É quem faz sexo com o deficiente mental que será punido (estupro de vulnerável), não o deficiente. Ele é a vítima.
Mas no caso da matéria acima, o Ministério Público – na busca da solução mais eficiente a curto prazo, e não da solução mais justa ou que resolva o problema pela raiz – inverteu essa lógica: se não podemos proteger a deficiente, que impeçamos que ela engravide.
É a mesma coisa de dizer ‘se não podemos garantir que os objetos em sua casa não serão furtados, vamos proibí-lo de comprar qualquer objeto’ ou ‘se não podemos garantir que mulheres não serão vítimas de estupro, as proibiremos de saírem de casa desacompanhadas’. É transferir para a vítima em potencial o ônus pela falha do Estado em protege-la.

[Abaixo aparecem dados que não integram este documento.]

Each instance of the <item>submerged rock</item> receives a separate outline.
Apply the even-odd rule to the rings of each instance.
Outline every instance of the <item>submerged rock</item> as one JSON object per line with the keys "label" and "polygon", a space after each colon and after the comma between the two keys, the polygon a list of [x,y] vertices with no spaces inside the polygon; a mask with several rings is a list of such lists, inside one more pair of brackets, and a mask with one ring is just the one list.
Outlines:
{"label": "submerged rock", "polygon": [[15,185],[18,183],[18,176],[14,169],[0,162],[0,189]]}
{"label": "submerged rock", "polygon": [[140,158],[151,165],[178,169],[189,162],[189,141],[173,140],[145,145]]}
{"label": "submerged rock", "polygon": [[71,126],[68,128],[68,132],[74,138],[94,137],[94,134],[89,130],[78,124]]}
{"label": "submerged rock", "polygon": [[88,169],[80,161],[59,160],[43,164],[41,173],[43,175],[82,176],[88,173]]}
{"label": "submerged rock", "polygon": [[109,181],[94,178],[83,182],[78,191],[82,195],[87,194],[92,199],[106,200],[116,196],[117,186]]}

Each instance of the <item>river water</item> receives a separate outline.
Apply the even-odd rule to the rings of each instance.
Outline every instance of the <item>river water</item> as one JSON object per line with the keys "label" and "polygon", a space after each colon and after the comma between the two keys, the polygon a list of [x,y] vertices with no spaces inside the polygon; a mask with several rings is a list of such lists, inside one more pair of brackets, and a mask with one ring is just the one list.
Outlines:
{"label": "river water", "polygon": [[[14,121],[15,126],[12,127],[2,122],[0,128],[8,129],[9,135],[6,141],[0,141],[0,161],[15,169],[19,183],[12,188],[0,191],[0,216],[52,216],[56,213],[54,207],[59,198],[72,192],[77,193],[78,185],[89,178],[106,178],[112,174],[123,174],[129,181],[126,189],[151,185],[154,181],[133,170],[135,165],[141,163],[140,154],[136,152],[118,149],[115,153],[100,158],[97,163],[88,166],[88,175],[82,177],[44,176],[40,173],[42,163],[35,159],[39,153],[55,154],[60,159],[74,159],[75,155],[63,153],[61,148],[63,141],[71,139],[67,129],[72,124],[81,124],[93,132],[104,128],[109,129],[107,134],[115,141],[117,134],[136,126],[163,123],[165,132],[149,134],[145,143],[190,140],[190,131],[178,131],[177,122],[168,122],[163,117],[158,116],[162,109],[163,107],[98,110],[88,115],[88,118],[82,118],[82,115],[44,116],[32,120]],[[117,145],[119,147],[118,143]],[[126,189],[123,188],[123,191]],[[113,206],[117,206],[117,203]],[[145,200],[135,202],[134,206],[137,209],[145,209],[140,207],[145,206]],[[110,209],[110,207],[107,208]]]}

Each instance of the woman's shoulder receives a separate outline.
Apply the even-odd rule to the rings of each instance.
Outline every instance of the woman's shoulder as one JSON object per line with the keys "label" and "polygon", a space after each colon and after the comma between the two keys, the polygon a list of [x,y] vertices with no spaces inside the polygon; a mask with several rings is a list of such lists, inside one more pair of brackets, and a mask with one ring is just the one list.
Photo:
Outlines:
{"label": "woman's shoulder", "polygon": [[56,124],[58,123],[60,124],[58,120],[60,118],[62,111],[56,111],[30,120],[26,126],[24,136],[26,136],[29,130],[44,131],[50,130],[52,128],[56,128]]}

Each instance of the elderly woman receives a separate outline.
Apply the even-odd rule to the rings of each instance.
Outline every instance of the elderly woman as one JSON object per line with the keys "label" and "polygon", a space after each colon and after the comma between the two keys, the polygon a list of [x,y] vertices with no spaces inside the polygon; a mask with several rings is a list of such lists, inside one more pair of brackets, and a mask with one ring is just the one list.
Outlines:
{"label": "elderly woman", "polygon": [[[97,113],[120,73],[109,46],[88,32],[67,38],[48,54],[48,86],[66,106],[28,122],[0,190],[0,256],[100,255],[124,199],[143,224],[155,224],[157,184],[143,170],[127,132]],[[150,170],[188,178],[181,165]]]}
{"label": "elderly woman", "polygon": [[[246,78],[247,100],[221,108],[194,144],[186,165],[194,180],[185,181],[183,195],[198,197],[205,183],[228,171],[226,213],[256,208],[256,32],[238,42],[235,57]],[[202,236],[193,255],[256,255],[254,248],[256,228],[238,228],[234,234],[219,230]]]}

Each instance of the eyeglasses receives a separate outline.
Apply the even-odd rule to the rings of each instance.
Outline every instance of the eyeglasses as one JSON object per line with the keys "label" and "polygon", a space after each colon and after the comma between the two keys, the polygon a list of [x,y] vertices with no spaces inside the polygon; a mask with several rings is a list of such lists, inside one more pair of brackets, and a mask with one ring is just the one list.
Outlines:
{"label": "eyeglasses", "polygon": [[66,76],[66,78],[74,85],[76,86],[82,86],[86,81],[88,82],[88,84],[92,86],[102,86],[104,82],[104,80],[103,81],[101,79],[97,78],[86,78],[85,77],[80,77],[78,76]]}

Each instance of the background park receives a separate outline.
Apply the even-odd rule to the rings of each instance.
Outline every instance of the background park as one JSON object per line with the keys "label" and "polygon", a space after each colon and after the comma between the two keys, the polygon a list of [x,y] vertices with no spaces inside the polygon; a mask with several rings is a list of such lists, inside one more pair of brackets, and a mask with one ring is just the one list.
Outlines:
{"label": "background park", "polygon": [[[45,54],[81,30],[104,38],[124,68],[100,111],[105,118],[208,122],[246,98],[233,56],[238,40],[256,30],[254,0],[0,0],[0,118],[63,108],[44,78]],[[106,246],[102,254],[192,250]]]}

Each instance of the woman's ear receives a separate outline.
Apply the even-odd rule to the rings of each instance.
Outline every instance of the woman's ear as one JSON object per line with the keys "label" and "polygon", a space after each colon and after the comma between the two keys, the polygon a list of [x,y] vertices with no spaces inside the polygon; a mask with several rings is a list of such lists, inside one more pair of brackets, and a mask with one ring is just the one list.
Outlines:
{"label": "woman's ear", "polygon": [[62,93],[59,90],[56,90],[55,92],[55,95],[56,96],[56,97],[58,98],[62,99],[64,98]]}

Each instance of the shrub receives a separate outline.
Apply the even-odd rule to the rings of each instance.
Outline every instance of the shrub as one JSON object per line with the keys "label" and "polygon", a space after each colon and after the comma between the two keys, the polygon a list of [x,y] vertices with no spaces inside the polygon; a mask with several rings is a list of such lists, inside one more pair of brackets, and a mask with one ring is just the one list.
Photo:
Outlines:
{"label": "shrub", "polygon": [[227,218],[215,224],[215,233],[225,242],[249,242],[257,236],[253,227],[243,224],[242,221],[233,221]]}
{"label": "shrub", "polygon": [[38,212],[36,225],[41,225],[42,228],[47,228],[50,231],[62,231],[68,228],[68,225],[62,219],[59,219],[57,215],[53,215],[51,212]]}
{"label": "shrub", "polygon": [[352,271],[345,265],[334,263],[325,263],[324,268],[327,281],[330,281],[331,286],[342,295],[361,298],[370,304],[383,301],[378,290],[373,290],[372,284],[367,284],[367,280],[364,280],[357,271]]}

Ademais, ainda que pareça eficiente a curto prazo, essa não é a melhor solução a longo prazo. Há milhares de pessoas em situações semelhantes a ela. Ao laquear uma deficiente, tolhemos seu direito, agredimos seu corpo, mas não resolvemos o problema da deficiente que vive na casa ao lado. Teremos que laqueá-la também. Assim como todas as deficientes na mesma situação.
Mas se resolvemos o problema em sua raiz – a incapacidade do Estado em proteger os deficientes e coibir os criminosos – resolvemos o problema não só em relação aos deficientes mentais, mas também às crianças, idosos, mulheres, deficientes físicos e todas as demais potenciais vítimas de predadores sexuais. E ao mesmo tempo preservamos ou fortalecemos os direitos dessas vítimas em potencial.